Khushiyant/quasarpy

Integrate `sourcecollector` for Efficient Source Code Consolidation

Opened this issue · 3 comments

Is your feature request related to a problem? Please describe.
The current data preparation step for gathering and consolidating multiple source code files from various repositories is time-consuming. This process often involves manually collecting files, which is not only inefficient but also increases the risk of errors, ultimately hindering the workflow and delaying the training of models for smell detection.

Describe the solution you'd like
I propose integrating sourcecollector into the Quasar project. sourcecollector is a tool designed to consolidate multiple files into a single .txt file, streamlining the process of collecting source code from various repositories. This integration would enhance the efficiency of data preparation, allowing Quasar to easily gather and process large amounts of source code for training its smell detection models.

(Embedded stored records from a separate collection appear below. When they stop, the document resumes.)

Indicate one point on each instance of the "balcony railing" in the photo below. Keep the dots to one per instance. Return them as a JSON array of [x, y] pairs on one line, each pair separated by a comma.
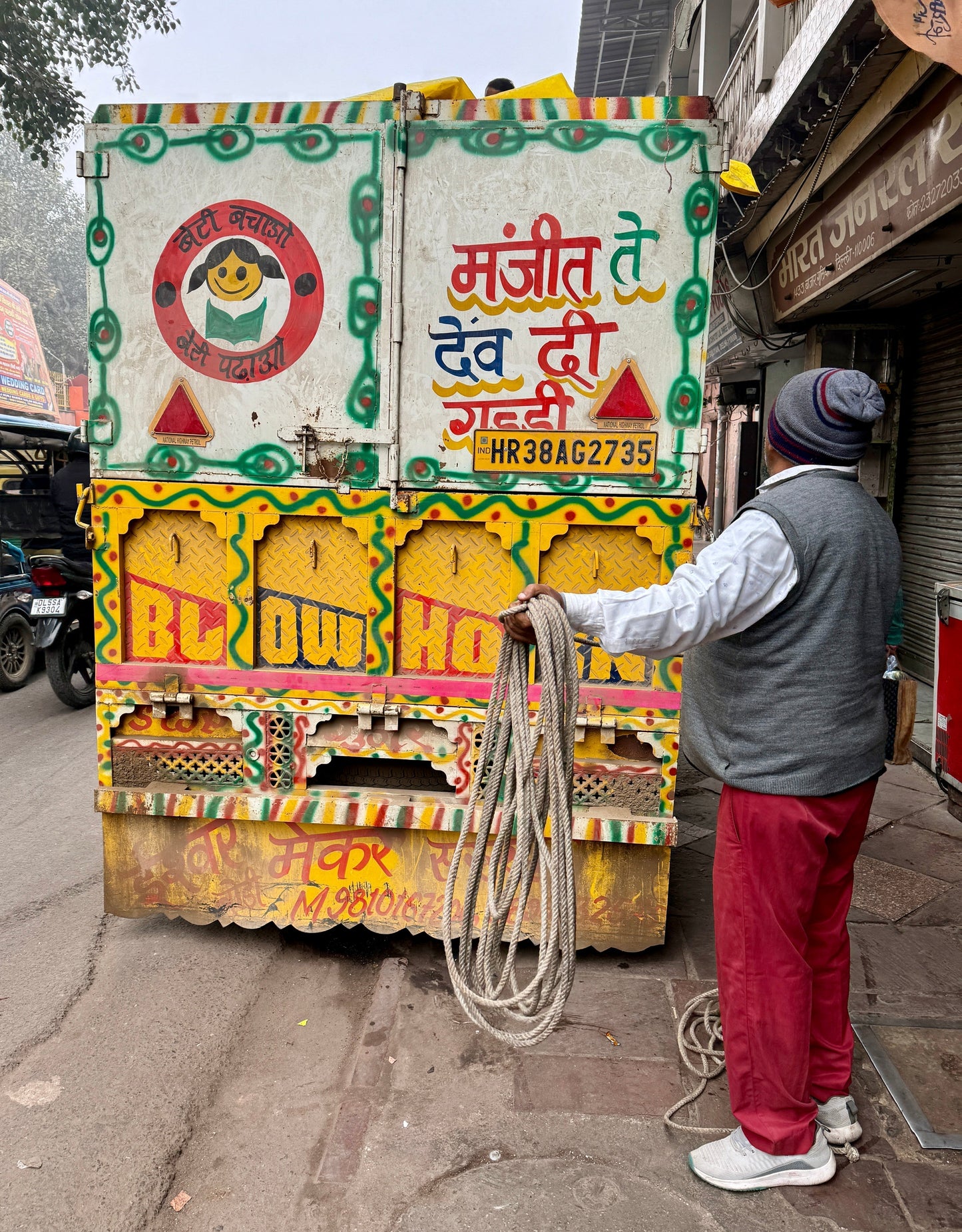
[[736, 98]]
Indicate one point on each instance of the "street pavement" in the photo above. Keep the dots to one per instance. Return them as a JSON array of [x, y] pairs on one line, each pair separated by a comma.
[[143, 1060]]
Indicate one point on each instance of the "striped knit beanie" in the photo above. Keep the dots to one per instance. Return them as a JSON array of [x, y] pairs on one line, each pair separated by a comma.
[[826, 417]]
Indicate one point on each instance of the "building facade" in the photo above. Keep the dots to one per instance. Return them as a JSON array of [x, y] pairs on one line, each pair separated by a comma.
[[850, 256]]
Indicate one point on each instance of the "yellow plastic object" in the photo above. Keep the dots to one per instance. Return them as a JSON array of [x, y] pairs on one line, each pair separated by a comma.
[[740, 179], [555, 87], [441, 88]]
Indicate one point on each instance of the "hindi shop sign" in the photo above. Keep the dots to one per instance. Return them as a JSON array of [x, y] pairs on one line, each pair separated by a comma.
[[913, 180], [25, 382]]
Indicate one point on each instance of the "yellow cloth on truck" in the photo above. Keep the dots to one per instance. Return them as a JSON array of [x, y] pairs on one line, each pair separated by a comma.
[[441, 88]]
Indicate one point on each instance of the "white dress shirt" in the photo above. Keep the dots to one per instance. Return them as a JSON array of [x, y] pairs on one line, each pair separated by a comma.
[[740, 578]]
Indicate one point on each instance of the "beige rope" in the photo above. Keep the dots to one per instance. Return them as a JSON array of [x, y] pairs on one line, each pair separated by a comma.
[[519, 800]]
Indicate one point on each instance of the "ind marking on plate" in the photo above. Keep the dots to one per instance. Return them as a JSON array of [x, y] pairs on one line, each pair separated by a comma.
[[567, 453]]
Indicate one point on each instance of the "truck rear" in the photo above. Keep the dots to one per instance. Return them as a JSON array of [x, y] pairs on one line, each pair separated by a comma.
[[360, 371]]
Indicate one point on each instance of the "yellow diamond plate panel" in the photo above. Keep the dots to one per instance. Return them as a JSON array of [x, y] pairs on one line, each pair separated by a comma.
[[452, 579], [178, 550], [316, 558], [591, 558]]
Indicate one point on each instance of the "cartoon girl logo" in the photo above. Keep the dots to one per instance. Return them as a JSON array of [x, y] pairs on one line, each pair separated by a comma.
[[238, 292]]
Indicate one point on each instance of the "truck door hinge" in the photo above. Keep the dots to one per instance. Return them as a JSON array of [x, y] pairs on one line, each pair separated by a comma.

Describe alternatives you've considered
An alternative solution would be to manually gather and consolidate the source code files or develop a custom script to perform this task. However, these methods are less efficient and more error-prone compared to using a dedicated tool like sourcecollector.

Additional context
For more details on sourcecollector, you can visit the GitHub repository: https://github.com/hitesh22rana/sourcecollector. Integrating this tool could significantly reduce the time and effort required for preparing source code data, thereby enhancing the overall functionality and performance.

Where do you think sourcecollector would fit into the workflow?

sourcecollector could fit into the workflow by running as a cronjob to compile the source code from various repositories. This compiled data can then be extracted and used to train the smell detection models. This automation would streamline the data preparation process and help to train the model with the most up-to-date data.

Actually, data training path is still manual and also contains manual labelling of data. Currently, it requires following changes and implementation:

  • Automation of model training
  • Changing of current supervised to unsupervised model

How do you suggest separation of this process from package where we can just replace current model with next iterations?